Rivian and Volkswagen Group Technologies is looking to solve challenges in automotive's next chapter by developing technology for software-defined vehicles, specifically focusing on operating systems, zonal controllers, and cloud/connectivity solutions. The Senior SRE role is crucial for ensuring the health, performance, and reliability of their production environment through robust observability systems.
Requirements
- Proficiency in designing and operating observability platforms with tools like Prometheus, Grafana, Loki, Jaeger, or Datadog.
- Experience with OpenTelemetry and distributed tracing in microservices architectures.
- Deep knowledge of Kubernetes (e.g., EKS), ArgoCD, and Crossplane.
- Strong proficiency in Python, Go, or similar languages for building automation and custom telemetry solutions.
- Familiarity with multi-cloud setups, containerization (Docker), and Linux system fundamentals.
Responsibilities
- Observability Platform Design: Architect, implement, and maintain observability systems, leveraging tools like Datadog, LGTM stack, OpenTelemetry, and Vector to enable real-time performance monitoring, logging, and alerting.
- Telemetry Optimization: Evolve and scale telemetry pipelines to ensure low latency and high availability for metrics, logs, and traces across multi-cloud environments.
- Performance Engineering: Proactively identify performance bottlenecks, optimize systems, and provide recommendations for reliability improvements.
- Scalable Automation: Implement automation solutions to scale systems sustainably while driving improvements in reliability and deployment velocity.
- Incident Management: Collaborate with the incident response team to establish data-driven debugging and troubleshooting processes using observability data.
- Tooling Development: Create and maintain self-service observability tools and dashboards to empower teams across the organization.
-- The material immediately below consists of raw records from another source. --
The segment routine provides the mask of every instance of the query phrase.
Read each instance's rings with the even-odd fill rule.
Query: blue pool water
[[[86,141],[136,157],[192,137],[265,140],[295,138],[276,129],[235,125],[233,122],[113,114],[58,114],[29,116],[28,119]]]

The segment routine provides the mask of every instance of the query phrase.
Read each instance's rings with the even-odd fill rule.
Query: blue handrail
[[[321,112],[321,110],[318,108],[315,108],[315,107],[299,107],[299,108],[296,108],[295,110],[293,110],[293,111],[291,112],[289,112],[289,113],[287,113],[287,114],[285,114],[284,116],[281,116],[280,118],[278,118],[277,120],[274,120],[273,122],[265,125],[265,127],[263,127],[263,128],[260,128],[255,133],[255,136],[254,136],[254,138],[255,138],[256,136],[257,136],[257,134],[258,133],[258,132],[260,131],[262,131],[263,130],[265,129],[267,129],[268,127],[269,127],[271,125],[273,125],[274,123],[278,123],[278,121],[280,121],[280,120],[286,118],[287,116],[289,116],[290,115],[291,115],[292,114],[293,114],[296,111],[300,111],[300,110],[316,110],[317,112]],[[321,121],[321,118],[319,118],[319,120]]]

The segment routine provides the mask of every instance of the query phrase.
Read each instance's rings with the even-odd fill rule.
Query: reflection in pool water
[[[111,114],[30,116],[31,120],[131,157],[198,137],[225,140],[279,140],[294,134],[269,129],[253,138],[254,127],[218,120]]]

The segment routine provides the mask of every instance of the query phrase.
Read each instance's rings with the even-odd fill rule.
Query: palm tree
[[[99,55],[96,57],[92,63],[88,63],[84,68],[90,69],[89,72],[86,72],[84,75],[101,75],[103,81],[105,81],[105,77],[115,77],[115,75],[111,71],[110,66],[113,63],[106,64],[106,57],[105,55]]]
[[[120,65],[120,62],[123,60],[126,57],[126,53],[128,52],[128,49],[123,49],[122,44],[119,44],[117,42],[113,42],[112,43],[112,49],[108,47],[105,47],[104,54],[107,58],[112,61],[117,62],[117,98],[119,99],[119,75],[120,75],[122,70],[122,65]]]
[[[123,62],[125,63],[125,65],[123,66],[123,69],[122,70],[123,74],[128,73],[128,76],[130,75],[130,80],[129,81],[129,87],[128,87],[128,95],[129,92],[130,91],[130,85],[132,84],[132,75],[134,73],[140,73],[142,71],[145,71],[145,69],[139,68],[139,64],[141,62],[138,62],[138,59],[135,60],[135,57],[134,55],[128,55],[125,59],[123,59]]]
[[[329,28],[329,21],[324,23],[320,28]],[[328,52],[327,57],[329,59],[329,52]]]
- Cross-functional Collaboration: Partner with development, DevOps, and infrastructure teams to define SLOs/SLIs and ensure observability is embedded throughout the software lifecycle.
Other
- 5+ years in Site Reliability Engineering or a related role with a strong emphasis on observability.
- Exceptional problem-solving, communication, and a data-driven approach to decision-making.
- Equal Opportunity Employer statement
- Commitment to ensuring hiring process accessibility for persons with disabilities.
- Candidate Data Privacy statement regarding collection, use, and disclosure of personal information.